UDF in Spark SQL DSL

2019-08-09 23:59发布

问题:

I am trying to use DSL over pure SQL in Spark SQL jobs but I cannot get my UDF works.

sqlContext.udf.register("subdate",(dateTime: Long)=>dateTime.toString.dropRight(6))

This doesn't work

rdd1.toDF.join(rdd2.toDF).where("subdate(rdd1(date_time)) === subdate(rdd2(dateTime))")

I also would like to add another join condition like in this working pure SQL

val results=sqlContext.sql("select * from rdd1 join rdd2 on rdd1.id=rdd2.idand subdate(rdd1.date_time)=subdate(rdd2.dateTime)")

Thanks for your help

回答1:

SQL expression you pass to where method is incorrect at least for a few reasons:

  • === is a Column method not a valid SQL equality. You should use single equality sign =
  • bracket notation (table(column)) is not a valid way to reference columns in SQL. In this context it will be recognized as a function call. SQL uses dot notation (table.column)
  • even if it was neither rdd1 nor rdd2 are valid table aliases

Since it looks like column names are unambiguous you could simply use following code:

df1.join(df2).where("subdate(date_time) = subdate(dateTime)")

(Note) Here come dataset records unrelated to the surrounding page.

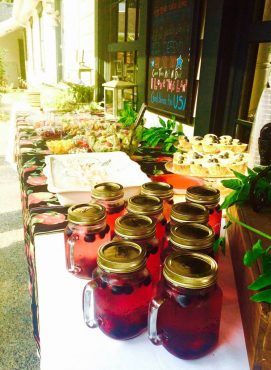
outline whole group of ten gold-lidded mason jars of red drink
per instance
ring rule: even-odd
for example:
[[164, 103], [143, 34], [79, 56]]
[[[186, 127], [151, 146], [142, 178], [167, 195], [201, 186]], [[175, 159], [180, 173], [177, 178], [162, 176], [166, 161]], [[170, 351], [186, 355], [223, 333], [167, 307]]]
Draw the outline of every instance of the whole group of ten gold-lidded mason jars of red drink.
[[150, 182], [126, 202], [123, 187], [107, 182], [95, 186], [90, 203], [70, 207], [66, 265], [89, 280], [86, 324], [114, 339], [148, 329], [154, 344], [183, 359], [213, 349], [222, 306], [213, 254], [219, 196], [194, 186], [174, 204], [171, 185]]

If it wasn't the case using dot syntax wouldn't work without providing aliases first. See for example Usage of spark DataFrame "as" method

Moreover registering UDFs makes sense mostly when you use raw SQL all the way. If you want to use DataFrame API it is better to use UDF directly:

import org.apache.spark.sql.functions.udf

val subdate = udf((dateTime: Long) => dateTime.toString.dropRight(6)) 

val df1 = rdd1.toDF
val df2 = rdd2.toDF

df1.join(df2, subdate($"date_time") === subdate($"dateTime"))

or if column names were ambiguous:

df1.join(df2, subdate(df1("date_time")) === subdate(df2("date_time")))

Finally for simple functions like this it is better to compose built-in expressions than create UDFs.